Planned Parenthood therefore bemoaned in its lawsuit, filed on behalf of affiliates in Wisconsin, Ohio and Utah, that the 2018 application criteria “now give[s] the most weight to new ‘program priorities’ and ‘key issues,’ such as placing ‘meaningful emphasis’ on abstinence as an approach to birth control (even for adults), providing onsite primary care, and cooperating with faith-based organizations.”
It argued that the criteria violate the statutory mandate that Title X recipients must provide “acceptable and effective” family planning services, as Planned Parenthood doesn’t believe promoting abstinence is effective.
“Abstinence prevents pregnancy and STIs when used perfectly, but in reality, it has extremely high rates of ‘user failure’—that is, people often decide to have sex, even if they had previously intended to abstain from sex,” the complaint argued. “Emphasizing abstinence to adult patients would be particularly inappropriate.”
“Indeed, placing a ‘meaningful emphasis’ on abstinence until marriage to an unmarried, healthy adult woman who wishes to be sexually active, and who comes to a health center for an IUD, would not only be a coercive and egregious clinical practice, but would disrespect the patient’s dignity as an individual … and could be understood as refusing service based on marital status,” it asserted.
In the amicus brief signed this week by 20 attorneys general, it was similarly posited that the new abstinence promotion criteria is less effective, and will “result in serious harm” because contraceptives are beneficial to society’s interests.
“The burdens that result from restricting access to or information about reproductive healthcare, including information about contraception, often fall disproportionately on a state’s most vulnerable residents, including low-income women and women of color,” the signees claim. “And apart from the intrinsic value of protecting residents’ constitutional right to procreative choice, the states know from experience that restricting access to reproductive healthcare also burdens the public.”
The brief further asserts that encouraging “natural family planning” over contraception use affects the “economic productivity” of women.
“[L]imiting access to contraception would cause social and economic repercussions flowing from lost opportunities for affected women to succeed in the classroom, participate in the workforce, and contribute as taxpayers.
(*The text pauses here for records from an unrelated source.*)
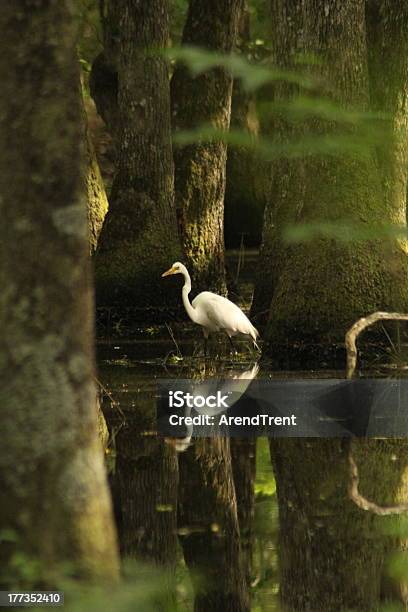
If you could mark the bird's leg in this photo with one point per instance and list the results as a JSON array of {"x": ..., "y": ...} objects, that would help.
[{"x": 233, "y": 349}]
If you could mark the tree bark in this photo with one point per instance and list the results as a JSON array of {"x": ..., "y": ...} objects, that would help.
[
  {"x": 54, "y": 490},
  {"x": 283, "y": 182},
  {"x": 200, "y": 167},
  {"x": 322, "y": 286},
  {"x": 139, "y": 238},
  {"x": 208, "y": 527},
  {"x": 246, "y": 175},
  {"x": 96, "y": 194}
]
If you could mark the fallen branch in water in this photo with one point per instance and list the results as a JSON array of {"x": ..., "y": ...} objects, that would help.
[
  {"x": 351, "y": 337},
  {"x": 359, "y": 326}
]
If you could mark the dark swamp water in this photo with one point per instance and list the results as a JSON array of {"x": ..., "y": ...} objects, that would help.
[
  {"x": 204, "y": 510},
  {"x": 151, "y": 477}
]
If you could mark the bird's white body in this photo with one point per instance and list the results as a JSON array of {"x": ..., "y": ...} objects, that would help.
[{"x": 213, "y": 312}]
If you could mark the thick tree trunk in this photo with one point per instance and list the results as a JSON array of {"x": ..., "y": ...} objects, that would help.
[
  {"x": 200, "y": 167},
  {"x": 54, "y": 490},
  {"x": 208, "y": 527},
  {"x": 332, "y": 553},
  {"x": 139, "y": 238},
  {"x": 246, "y": 178},
  {"x": 324, "y": 285},
  {"x": 96, "y": 194}
]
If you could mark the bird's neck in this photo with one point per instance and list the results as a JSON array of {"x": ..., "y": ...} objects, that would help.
[{"x": 185, "y": 291}]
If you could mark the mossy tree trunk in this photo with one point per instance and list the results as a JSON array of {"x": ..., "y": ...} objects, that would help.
[
  {"x": 139, "y": 238},
  {"x": 54, "y": 490},
  {"x": 209, "y": 529},
  {"x": 103, "y": 79},
  {"x": 283, "y": 177},
  {"x": 243, "y": 459},
  {"x": 246, "y": 175},
  {"x": 322, "y": 286},
  {"x": 96, "y": 194},
  {"x": 200, "y": 168},
  {"x": 332, "y": 554}
]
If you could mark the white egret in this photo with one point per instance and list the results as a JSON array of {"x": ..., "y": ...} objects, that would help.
[{"x": 213, "y": 312}]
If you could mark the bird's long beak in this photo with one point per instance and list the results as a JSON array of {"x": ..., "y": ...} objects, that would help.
[{"x": 170, "y": 271}]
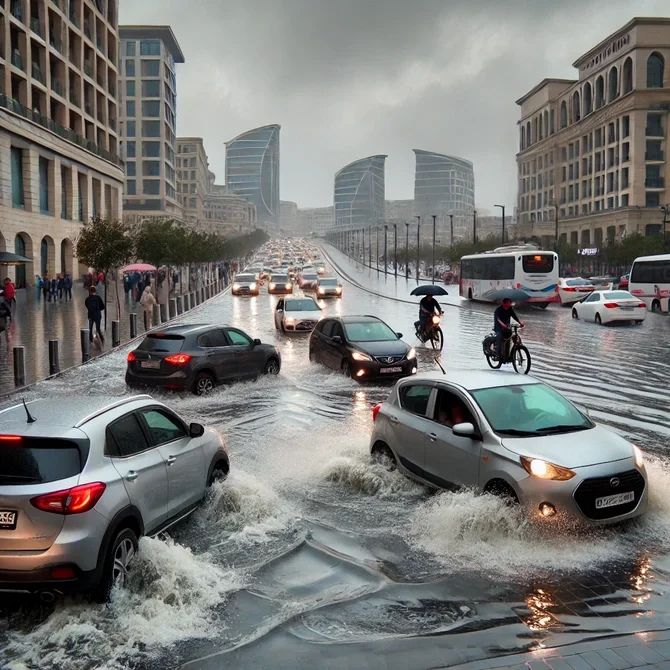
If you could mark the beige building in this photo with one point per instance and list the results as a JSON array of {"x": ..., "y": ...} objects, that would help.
[
  {"x": 192, "y": 178},
  {"x": 58, "y": 128},
  {"x": 148, "y": 121},
  {"x": 592, "y": 151}
]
These are lifelong consequences for women and their families, and for the states. Restricting the economic productivity of their residents necessarily harms the states as well,” it states.
It also argues that having babies too soon or too often can result in health issues for the infant, and that using contraceptives to prevent pregnancy keep a woman’s “pre-existing health conditions from worsening and new health problems from occurring, because pregnancy may exacerbate existing health conditions such as diabetes, hypertension, and heart disease.”
Signees include the attorneys general of California, Connecticut, Delaware, Hawaii, Illinois, Iowa, Maine, Maryland, Massachusetts, Minnesota, New Jersey, New Mexico, New York, Oregon, Pennsylvania, Rhode Island, Virginia, Vermont, Washington and the District of Columbia.
1 Thessalonians 4:3-5 states, “For this is the will of God, even your sanctification, that ye should abstain from fornication, that every one of you should know how to possess his vessel in sanctification and honor, not in the lust of concupiscence, even as the Gentiles which know not God.”
Hebrews 13:4 also warns, “Marriage is honorable in all, and the bed undefiled, but whoremongers and adulterers God will judge.”